19/05/2026
The Via Querinissima has officially obtained the prestigious certification as a “Cultural Route of the Council of Europe”, one of the most important European recognitions dedicated to transnational cultural itineraries promoting shared heritage, intercultural dialogue, and cooperation across borders.
The route retraces the extraordinary fifteenth-century journey of the Venetian merchant Pietro Querini, whose shipwreck in the Lofoten Islands created an unexpected bridge between the Mediterranean and Northern Europe. Today, Via Querinissima connects places, archives, museums, landscapes, traditions, and communities across several European countries, transforming a historical voyage into a contemporary project of cultural exchange and shared memory.
The certification confirms the European significance of the initiative and acknowledges years of collaborative work carried out by an international network of institutions, universities, local authorities, and cultural associations. The official diploma award ceremony will take place during the Advisory Forum of the Cultural Routes of the Council of Europe, scheduled from 22 to 25 September 2026 in Yerevan, Armenia.
Stefania Gialdroni serves on the Scientific Committee of the Via Querinissima project, contributing her expertise in medieval and early modern commercial law, mobility, and cultural exchanges across Europe.

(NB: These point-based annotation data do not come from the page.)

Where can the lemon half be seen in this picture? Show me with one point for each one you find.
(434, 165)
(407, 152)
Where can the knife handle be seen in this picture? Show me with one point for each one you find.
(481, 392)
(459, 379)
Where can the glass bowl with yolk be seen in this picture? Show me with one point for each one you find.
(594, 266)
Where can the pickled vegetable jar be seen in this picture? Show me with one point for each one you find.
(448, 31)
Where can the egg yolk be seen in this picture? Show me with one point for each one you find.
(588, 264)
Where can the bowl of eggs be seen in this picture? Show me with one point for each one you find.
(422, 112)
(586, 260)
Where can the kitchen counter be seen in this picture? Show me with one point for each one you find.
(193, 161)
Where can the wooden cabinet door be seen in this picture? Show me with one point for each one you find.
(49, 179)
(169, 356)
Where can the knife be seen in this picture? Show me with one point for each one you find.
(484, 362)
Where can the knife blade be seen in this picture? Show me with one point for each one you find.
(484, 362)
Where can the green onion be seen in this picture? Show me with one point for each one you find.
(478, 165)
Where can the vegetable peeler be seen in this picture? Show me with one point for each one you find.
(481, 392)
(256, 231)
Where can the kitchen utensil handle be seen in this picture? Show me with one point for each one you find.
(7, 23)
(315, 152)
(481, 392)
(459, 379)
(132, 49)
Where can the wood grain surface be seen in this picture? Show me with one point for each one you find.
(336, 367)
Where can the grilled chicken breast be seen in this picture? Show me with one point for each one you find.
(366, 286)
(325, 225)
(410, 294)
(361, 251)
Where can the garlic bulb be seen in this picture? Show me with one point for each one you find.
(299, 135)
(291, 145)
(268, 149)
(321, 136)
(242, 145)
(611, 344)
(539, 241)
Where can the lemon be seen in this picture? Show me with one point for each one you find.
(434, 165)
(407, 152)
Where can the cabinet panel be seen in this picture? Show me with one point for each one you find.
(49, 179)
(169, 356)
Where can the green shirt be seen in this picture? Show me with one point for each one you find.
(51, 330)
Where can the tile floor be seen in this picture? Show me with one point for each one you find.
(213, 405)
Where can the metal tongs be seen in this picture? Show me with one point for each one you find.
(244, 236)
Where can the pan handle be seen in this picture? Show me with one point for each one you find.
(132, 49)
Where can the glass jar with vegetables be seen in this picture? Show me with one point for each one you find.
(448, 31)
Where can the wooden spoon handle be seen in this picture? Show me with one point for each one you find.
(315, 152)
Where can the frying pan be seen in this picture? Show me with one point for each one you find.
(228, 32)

The recognition resonates strongly with several of MICOLL’s core research themes: the circulation of merchants, legal practices, commercial languages, and cultural models across European spaces and maritime routes between North and South, East and West.
This new certification also confirms the growing importance of cultural routes as laboratories for interdisciplinary research, sustainable tourism, and public engagement capable of connecting academic work with wider European audiences.